After taking account of these committed bank facilities and available cash resources, no borrowings mature in 2010 and 2011, £730m of borrowings mature in 2012 and £3,201m mature in 2013 and beyond. The strong free cash flow of the business, the available resources and back up facilities, and Reed Elsevier’s ability to access debt capital markets are expected to provide sufficient liquidity to repay or refinance borrowings as they mature.

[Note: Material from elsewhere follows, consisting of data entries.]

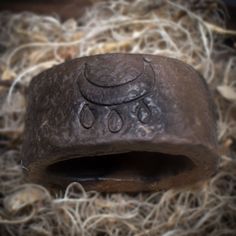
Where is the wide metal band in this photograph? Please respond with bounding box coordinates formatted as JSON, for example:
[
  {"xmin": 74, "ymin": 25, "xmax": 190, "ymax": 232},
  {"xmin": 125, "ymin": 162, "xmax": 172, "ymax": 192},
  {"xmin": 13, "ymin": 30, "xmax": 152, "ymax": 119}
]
[{"xmin": 22, "ymin": 54, "xmax": 218, "ymax": 192}]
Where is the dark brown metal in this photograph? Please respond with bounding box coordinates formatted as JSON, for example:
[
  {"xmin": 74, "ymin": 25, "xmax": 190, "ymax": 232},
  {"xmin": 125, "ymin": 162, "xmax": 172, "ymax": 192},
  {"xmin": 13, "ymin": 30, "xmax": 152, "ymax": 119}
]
[{"xmin": 22, "ymin": 54, "xmax": 218, "ymax": 192}]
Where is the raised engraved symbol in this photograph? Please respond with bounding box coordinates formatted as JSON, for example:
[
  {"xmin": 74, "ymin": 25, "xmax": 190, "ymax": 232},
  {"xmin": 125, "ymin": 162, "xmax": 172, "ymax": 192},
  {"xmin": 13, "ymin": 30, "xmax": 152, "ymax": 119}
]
[
  {"xmin": 78, "ymin": 54, "xmax": 159, "ymax": 133},
  {"xmin": 80, "ymin": 104, "xmax": 95, "ymax": 129},
  {"xmin": 78, "ymin": 55, "xmax": 155, "ymax": 106},
  {"xmin": 137, "ymin": 101, "xmax": 151, "ymax": 124},
  {"xmin": 108, "ymin": 110, "xmax": 123, "ymax": 133}
]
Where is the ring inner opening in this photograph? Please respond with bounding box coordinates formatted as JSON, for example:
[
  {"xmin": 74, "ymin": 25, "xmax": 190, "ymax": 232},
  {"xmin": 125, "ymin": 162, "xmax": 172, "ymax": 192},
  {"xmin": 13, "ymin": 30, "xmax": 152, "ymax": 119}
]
[{"xmin": 47, "ymin": 152, "xmax": 194, "ymax": 181}]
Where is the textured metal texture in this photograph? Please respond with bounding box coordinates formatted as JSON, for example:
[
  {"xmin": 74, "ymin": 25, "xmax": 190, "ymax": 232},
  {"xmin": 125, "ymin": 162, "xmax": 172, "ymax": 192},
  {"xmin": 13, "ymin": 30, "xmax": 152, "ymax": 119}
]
[{"xmin": 22, "ymin": 54, "xmax": 218, "ymax": 192}]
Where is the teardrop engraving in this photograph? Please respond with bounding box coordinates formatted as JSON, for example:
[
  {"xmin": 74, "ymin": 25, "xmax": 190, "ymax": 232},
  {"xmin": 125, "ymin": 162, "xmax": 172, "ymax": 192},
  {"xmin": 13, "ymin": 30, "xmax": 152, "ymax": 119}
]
[
  {"xmin": 80, "ymin": 104, "xmax": 95, "ymax": 129},
  {"xmin": 108, "ymin": 110, "xmax": 123, "ymax": 133},
  {"xmin": 138, "ymin": 102, "xmax": 151, "ymax": 124}
]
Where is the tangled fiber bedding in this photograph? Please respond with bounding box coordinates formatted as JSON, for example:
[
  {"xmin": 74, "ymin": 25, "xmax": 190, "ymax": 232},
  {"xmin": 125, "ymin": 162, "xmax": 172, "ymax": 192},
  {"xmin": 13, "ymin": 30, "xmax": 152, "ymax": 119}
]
[{"xmin": 0, "ymin": 0, "xmax": 236, "ymax": 236}]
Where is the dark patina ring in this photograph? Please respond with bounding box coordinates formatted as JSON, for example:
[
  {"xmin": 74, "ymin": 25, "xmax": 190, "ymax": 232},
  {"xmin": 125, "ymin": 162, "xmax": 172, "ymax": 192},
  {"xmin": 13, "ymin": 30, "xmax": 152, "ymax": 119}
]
[{"xmin": 22, "ymin": 54, "xmax": 218, "ymax": 192}]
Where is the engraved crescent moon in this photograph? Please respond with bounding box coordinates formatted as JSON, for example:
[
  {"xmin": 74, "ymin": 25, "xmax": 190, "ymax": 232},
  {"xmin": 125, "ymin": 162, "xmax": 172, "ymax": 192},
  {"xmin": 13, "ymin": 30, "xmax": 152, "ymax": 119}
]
[{"xmin": 78, "ymin": 60, "xmax": 155, "ymax": 106}]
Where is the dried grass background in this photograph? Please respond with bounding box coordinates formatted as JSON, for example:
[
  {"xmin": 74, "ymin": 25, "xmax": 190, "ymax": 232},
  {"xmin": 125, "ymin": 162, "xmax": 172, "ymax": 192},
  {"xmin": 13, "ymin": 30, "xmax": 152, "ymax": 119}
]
[{"xmin": 0, "ymin": 0, "xmax": 236, "ymax": 236}]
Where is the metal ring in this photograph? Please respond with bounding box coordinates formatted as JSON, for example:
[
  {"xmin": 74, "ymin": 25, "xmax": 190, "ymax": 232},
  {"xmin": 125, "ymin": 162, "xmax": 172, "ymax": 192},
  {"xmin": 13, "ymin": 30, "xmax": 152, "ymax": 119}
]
[{"xmin": 22, "ymin": 54, "xmax": 218, "ymax": 192}]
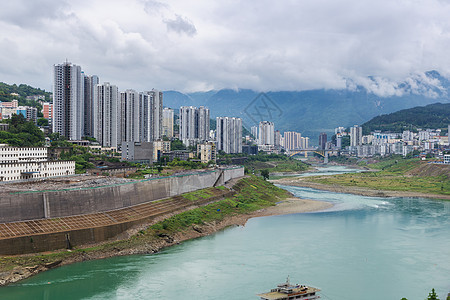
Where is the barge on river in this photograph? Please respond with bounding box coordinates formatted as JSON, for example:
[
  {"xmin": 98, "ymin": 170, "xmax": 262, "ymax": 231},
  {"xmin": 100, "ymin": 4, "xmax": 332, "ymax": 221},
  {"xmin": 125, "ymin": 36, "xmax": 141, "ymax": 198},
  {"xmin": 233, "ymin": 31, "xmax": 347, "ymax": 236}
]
[{"xmin": 258, "ymin": 277, "xmax": 320, "ymax": 300}]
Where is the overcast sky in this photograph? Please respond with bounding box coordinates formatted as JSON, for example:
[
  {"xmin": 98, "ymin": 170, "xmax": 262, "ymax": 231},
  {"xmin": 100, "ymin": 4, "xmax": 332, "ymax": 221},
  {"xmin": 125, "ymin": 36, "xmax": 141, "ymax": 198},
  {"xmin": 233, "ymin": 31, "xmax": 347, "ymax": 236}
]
[{"xmin": 0, "ymin": 0, "xmax": 450, "ymax": 92}]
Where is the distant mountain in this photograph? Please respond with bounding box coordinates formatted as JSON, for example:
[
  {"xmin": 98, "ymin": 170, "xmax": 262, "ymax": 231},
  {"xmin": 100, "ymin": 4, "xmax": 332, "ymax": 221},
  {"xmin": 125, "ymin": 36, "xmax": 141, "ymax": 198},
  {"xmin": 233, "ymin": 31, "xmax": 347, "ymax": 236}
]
[
  {"xmin": 362, "ymin": 103, "xmax": 450, "ymax": 133},
  {"xmin": 164, "ymin": 71, "xmax": 450, "ymax": 143}
]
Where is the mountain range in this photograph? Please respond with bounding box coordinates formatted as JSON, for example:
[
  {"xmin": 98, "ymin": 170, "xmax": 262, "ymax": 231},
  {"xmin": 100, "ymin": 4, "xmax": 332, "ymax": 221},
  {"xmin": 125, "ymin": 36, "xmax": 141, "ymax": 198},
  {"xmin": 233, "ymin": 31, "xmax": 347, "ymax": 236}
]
[{"xmin": 164, "ymin": 71, "xmax": 450, "ymax": 144}]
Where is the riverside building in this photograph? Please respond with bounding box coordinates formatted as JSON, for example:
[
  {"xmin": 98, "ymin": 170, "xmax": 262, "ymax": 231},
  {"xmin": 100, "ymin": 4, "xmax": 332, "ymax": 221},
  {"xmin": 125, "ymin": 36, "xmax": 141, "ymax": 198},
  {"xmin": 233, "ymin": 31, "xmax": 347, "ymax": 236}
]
[
  {"xmin": 0, "ymin": 144, "xmax": 75, "ymax": 181},
  {"xmin": 216, "ymin": 117, "xmax": 242, "ymax": 153},
  {"xmin": 180, "ymin": 106, "xmax": 210, "ymax": 146},
  {"xmin": 53, "ymin": 62, "xmax": 84, "ymax": 141}
]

Capital employed and returns
The capital employed at 31 December 2009 was £11,918m (2008: £13,125m) after adding back accumulated amortisation and impairment of acquired intangible assets and goodwill. The decrease of £1,207m principally reflects the impact of currency translation at year end rates.
The return on average capital employed in the year was 10.4% (2008: 12.1%). This is based on adjusted operating profits for the year, less tax at the effective rate, and the average of the capital employed at the beginning and end of the year, retranslated at the average exchange rates, adjusted for major acquisition timing and to exclude the gross up to goodwill in respect of deferred tax liabilities established on acquisitions in relation to intangible assets. The reduction in the return reflects the initially dilutive effect on returns of the ChoicePoint acquisition and the lower adjusted operating profits in the business excluding ChoicePoint.
Acquisitions typically dilute the overall return initially, but build to deliver longer term returns well over Reed Elsevier’s average for the business. The recent acquisitions made in the years 2007 and 2008 are delivering post tax returns in 2009 of 10% and 6% respectively. The post tax return on ChoicePoint was 6% in the year, which compares with 4% in the prior year on a proforma basis.